Azure Purview is a unified Data Governance tool used to manage and govern your on-premises, multicloud, and SaaS data. For those of you who have used Azure Purview previously, you will know that to scan sources such as Azure data assets (Blobs, Azure Data Lake Service, etc.) you will need an authentication methodology leveraging either a Purview managed identity or perhaps a service principal. This applies to a wide array of assets, however, there is also a method to use self-hosted integration runtimes (SHIR) that will let you scan data sources in Azure Purview. This is particularly useful to install into your machines when scanning a resource in a private network (on-prem or VNET). One of the top use cases for this is around the scanning of on-prem SQL Servers, which is a frequent ask from customers.
In this blog we will review how to set up a self-hosted integration runtime in Azure Purview and demonstrate how to use it in setting up a scan for an on-prem SQL Server.
Background on Self-Hosted Integration Runtimes
The Integration Runtime (IR) is compute infrastructure used by Azure Data Factory to provide data integration capabilities across different network environments. You can set a linked service which defines a target data store or a compute service along with a defined activity. The IR is the bridge between the activity and linked service and provides the compute environment where the activity either runs on or gets dispatched from. There are several types of Integration Runtime (IR) but we will be focusing on Self-hosted integration runtimes.
First navigate to the Management Center in the Purview Studio and select Integration Runtimes.
Select New at the top, select Self-Hosted and press Continue.
Enter the name that you want for the Integration Runtime along with any description you would like to add and click Create.
Then follow the steps for the Manual setup. Make sure to download and install the integration runtime into the self-hosted machine where you want to run it.
Navigate through the Setup Wizard to install the Integration Runtime
After finishing this you will have to insert the authentication key in step 4 into the input box shown in the image below. You will not need to change the proxy.
After the key is verified, go ahead and register the runtime. Verify the information regarding the node name and click finish.
Now that you have set up the SHIR on-premises, you can use it to bring certain sources into Purview. We will demonstrate this with the scanning of SQL Server on-prem.

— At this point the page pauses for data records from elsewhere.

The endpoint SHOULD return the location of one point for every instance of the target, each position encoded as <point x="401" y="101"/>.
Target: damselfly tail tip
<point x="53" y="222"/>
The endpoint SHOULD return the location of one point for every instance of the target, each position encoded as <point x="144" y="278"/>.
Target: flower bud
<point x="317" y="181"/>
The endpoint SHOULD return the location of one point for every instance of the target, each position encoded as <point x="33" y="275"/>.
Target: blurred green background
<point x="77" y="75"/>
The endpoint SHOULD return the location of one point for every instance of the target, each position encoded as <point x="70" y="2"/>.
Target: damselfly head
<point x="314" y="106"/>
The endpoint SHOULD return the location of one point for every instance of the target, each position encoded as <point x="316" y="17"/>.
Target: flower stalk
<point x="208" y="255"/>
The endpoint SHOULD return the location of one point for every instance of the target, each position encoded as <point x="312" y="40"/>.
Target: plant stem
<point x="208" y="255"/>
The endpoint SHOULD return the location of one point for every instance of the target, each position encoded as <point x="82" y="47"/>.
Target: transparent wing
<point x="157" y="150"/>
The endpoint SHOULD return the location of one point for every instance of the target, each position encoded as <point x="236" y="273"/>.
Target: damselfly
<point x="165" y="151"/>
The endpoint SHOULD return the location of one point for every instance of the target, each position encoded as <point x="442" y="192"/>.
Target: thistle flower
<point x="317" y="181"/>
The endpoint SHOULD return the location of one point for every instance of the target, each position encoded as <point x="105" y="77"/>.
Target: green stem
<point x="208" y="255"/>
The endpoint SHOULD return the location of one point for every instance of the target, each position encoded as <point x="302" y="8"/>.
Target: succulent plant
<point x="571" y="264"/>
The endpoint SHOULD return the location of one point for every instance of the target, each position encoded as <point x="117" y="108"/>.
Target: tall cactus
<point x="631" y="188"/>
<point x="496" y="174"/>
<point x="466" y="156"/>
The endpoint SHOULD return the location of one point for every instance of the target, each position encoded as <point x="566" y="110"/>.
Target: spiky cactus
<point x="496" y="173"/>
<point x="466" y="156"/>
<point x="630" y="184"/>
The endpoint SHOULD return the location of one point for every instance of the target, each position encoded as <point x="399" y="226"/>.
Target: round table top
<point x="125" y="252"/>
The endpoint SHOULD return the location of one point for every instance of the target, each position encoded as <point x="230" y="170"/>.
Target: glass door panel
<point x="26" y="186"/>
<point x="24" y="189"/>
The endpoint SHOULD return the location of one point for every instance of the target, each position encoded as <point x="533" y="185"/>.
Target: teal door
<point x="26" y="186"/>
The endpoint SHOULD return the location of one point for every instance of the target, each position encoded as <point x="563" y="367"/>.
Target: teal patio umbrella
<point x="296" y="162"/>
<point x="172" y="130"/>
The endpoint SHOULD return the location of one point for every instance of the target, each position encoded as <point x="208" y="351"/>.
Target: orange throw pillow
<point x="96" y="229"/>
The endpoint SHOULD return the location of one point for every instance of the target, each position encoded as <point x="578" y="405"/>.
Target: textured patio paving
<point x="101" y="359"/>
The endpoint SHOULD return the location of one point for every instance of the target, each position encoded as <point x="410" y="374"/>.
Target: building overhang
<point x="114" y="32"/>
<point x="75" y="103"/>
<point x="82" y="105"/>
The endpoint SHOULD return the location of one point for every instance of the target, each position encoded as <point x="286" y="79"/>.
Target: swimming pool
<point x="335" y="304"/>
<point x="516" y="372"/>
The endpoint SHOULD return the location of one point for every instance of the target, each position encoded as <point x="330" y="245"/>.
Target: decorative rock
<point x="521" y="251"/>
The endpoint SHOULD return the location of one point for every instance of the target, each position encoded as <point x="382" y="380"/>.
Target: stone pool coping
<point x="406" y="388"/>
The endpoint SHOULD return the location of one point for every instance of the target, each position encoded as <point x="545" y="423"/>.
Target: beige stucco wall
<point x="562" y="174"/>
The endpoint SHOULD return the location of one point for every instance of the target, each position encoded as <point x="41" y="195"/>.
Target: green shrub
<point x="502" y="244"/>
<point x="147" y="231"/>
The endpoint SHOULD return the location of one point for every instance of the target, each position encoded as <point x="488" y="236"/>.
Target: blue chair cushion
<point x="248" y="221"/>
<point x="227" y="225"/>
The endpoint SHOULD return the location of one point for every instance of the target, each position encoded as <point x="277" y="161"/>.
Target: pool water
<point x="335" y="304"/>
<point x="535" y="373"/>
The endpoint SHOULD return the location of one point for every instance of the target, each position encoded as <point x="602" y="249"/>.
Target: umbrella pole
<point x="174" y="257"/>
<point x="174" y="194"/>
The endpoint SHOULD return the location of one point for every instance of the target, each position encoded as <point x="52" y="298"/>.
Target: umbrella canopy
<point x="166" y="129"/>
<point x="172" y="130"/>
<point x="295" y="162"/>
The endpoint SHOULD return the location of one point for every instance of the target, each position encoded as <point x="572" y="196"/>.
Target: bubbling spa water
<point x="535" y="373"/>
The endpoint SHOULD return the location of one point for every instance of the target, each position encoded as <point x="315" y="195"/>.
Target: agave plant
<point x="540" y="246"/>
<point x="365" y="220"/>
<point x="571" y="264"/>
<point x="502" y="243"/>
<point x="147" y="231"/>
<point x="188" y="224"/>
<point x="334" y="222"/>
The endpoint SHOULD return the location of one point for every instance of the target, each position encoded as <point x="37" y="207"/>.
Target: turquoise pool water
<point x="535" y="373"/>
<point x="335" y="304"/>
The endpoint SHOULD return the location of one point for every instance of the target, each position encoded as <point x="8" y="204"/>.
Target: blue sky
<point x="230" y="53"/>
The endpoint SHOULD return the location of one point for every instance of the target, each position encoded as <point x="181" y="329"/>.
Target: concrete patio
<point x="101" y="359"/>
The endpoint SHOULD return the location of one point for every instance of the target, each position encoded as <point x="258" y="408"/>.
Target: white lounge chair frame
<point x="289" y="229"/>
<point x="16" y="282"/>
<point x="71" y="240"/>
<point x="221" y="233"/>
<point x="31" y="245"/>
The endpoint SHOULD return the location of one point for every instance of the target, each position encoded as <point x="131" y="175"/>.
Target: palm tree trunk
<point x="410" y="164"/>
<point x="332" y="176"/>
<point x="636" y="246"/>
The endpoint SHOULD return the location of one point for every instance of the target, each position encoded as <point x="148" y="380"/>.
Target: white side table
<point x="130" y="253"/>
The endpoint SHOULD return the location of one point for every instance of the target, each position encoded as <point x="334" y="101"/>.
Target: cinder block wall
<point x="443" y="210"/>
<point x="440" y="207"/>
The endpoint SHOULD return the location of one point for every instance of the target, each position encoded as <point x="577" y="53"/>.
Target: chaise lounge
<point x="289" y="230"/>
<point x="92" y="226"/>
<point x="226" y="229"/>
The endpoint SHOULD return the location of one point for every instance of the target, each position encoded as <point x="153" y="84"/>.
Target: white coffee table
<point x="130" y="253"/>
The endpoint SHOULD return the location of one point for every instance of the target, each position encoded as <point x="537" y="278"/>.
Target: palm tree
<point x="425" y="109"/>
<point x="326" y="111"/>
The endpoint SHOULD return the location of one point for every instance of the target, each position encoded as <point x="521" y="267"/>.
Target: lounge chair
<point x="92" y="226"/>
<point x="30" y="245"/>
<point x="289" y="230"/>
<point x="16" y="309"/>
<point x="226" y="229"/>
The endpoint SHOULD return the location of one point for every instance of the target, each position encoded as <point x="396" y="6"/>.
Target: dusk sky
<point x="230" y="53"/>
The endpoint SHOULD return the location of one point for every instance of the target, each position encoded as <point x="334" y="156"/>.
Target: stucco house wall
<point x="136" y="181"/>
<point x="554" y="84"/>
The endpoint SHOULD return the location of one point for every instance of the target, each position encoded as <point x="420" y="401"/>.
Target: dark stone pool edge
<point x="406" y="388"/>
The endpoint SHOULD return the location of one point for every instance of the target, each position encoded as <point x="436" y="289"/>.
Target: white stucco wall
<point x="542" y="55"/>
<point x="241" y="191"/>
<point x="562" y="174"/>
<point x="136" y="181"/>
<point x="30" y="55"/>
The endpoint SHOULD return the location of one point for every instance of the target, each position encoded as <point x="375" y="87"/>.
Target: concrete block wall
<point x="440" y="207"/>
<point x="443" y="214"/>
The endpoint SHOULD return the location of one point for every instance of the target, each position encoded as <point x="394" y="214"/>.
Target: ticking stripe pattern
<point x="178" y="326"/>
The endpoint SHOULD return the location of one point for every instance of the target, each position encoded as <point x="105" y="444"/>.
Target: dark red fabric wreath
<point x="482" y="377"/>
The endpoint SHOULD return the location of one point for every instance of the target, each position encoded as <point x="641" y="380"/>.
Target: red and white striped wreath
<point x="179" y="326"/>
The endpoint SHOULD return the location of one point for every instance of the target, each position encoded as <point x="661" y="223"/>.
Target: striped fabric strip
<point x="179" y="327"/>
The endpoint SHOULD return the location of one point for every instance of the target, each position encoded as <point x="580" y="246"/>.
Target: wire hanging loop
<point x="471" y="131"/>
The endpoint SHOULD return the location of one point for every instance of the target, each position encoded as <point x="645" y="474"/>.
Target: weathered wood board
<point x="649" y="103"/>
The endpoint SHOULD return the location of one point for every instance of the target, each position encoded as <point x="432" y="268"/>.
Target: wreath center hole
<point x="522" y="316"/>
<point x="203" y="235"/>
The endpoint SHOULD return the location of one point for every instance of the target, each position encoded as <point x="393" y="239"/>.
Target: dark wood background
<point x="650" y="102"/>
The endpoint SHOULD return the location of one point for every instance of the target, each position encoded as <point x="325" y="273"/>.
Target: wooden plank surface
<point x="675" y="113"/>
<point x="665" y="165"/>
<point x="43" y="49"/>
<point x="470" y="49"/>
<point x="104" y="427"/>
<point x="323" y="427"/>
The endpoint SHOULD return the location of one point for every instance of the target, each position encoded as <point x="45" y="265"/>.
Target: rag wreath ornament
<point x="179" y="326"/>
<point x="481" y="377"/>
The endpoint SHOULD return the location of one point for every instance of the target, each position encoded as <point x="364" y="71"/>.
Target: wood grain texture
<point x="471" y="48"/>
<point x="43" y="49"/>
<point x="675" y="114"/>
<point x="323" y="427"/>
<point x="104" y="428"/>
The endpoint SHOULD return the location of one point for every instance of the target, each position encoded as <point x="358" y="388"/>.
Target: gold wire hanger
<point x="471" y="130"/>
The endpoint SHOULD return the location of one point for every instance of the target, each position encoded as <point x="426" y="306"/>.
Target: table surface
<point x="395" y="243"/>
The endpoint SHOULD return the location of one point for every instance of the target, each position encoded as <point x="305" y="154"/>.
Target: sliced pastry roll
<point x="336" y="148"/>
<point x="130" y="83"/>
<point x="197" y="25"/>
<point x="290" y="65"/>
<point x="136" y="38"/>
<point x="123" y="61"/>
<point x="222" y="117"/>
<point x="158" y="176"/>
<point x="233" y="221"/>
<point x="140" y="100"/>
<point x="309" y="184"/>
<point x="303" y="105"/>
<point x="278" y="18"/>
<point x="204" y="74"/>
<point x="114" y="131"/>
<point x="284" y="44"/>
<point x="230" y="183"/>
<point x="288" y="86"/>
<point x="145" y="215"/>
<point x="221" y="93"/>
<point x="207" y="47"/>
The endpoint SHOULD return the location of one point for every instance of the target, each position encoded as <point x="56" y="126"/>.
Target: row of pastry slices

Navigate to Azure Purview and Register a SQL Server source
Make sure to enter the name of the source along with the Server endpoint
After this, configure your scan by entering the following information on Scan name, selection of the Integration Runtime we have created from earlier, Server endpoint (which should already be filled in), and the credential for SQL Authentication. Continue through and run through the scan similarly to other sources by selecting the rule sets and recurrences.
Congratulations! You have now set up your Integration Runtime and can scan through SQL Servers and much more!